I’m trying to use tabular for a regression problem but am confused about the prediction output of the learner.
When I use learn.show_results(), I see the result in the y_pred column, but when I use learn.get_preds() it outputs 2 tensors and I can’t find documentation on what these are. Are they supposed to be the upper and lower confidence interval for the predictions?
I think there is a mistake in the code from the fastbook/09_tabular ,
in the image ,I run the code with the red underline and I got error,
I think it refers to xs_filt …
I have a random forest model and used TabularPandas() to do the normal preprocessing (Normalize, FillMissing and Categorify). Now I would like to share the model and the preprocessing with a partner without sharing the data. This example is listed in the documentation:
But that requires saving the entire to object, which includes the data. I couldn’t find way of just grabbing the procs from the TabularPandas object - any thoughts on this?

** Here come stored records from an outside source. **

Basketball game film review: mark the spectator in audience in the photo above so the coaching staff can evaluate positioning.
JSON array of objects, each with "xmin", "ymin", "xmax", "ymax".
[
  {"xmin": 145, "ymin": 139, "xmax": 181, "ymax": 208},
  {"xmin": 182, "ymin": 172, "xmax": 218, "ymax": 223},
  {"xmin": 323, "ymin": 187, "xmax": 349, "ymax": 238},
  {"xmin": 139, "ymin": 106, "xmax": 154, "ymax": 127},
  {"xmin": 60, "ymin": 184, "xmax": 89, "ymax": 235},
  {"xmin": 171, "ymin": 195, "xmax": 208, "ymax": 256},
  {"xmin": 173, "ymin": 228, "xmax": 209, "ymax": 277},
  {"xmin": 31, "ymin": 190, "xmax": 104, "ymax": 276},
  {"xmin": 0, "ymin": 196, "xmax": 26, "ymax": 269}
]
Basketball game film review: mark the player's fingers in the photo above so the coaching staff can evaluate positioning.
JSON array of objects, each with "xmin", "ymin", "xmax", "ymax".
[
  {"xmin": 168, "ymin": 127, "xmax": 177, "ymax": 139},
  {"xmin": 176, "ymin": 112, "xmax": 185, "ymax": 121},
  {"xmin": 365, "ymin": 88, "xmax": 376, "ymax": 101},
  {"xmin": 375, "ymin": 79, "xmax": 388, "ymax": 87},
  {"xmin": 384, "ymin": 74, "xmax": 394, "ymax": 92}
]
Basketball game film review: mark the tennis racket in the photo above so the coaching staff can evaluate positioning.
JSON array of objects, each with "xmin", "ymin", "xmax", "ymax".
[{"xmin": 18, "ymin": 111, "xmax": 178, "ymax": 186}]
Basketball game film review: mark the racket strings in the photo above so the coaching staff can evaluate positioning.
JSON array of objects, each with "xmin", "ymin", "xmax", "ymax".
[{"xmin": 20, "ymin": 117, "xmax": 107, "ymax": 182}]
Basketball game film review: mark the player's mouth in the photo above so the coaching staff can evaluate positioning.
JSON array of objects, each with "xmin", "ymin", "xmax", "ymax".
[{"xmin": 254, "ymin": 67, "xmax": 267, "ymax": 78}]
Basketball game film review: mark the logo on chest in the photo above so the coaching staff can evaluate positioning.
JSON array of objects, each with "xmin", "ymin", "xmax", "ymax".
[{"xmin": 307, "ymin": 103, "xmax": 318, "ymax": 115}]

Yes, that works - thanks a lot! A 4 minute response time is also ok I guess
For reference, I ended up doing this:
to = TabularPandas(df_main, procs, ...)
to_export = to.new_empty() # to_export only has preprocessing meta-data (eg. means/stds)
to_tst = to_export.new(df_test)
to_tst.process() # tf_tst can now be passed to the model
As seen from attached pic, left image is layers generated from v1 Tabular, while right image is layers generated from v2. See my annotations in the pic. Are the differences a Bug or a new Feature ?
Other than above difference, I noticed the LB score by v1 Tabular is about +0.3 points higher than v2 version.
Hi. I’m currently working on a multiclass classifcation problem with tabular data.
I’m using TabularPandas to prepare the data but I want a specific mapping from target class to integer, so I use: y_block=CategoryBlock(vocab=my_mapping, sort=False) as an argument to TabularPandas. I have noticed that the resulting, transformed target does not match the my_mapping vocab.
If I’m correct, the cause is, when reduce_memory=True in TabularPandas, df_shrink is called and transforms the target variable (if object type) independently to the y_block specified. I’m not sure if this is intentional and if not, what the best alternative is, but a note about this in the docs or code might be helpful in the future.
I’m also willing to help where I can (I’m new to v2) if this is something that needs fixing.
I am also working on a similar problem. When I pass y_block= CategoryBlock to either TabularPandas or tabular_learner the model cannot be trained anymore and fails with ValueError: Expected input batch_size (64) to match target batch_size (13184). I also cannot find an example on TabularPandas for classification anywhere.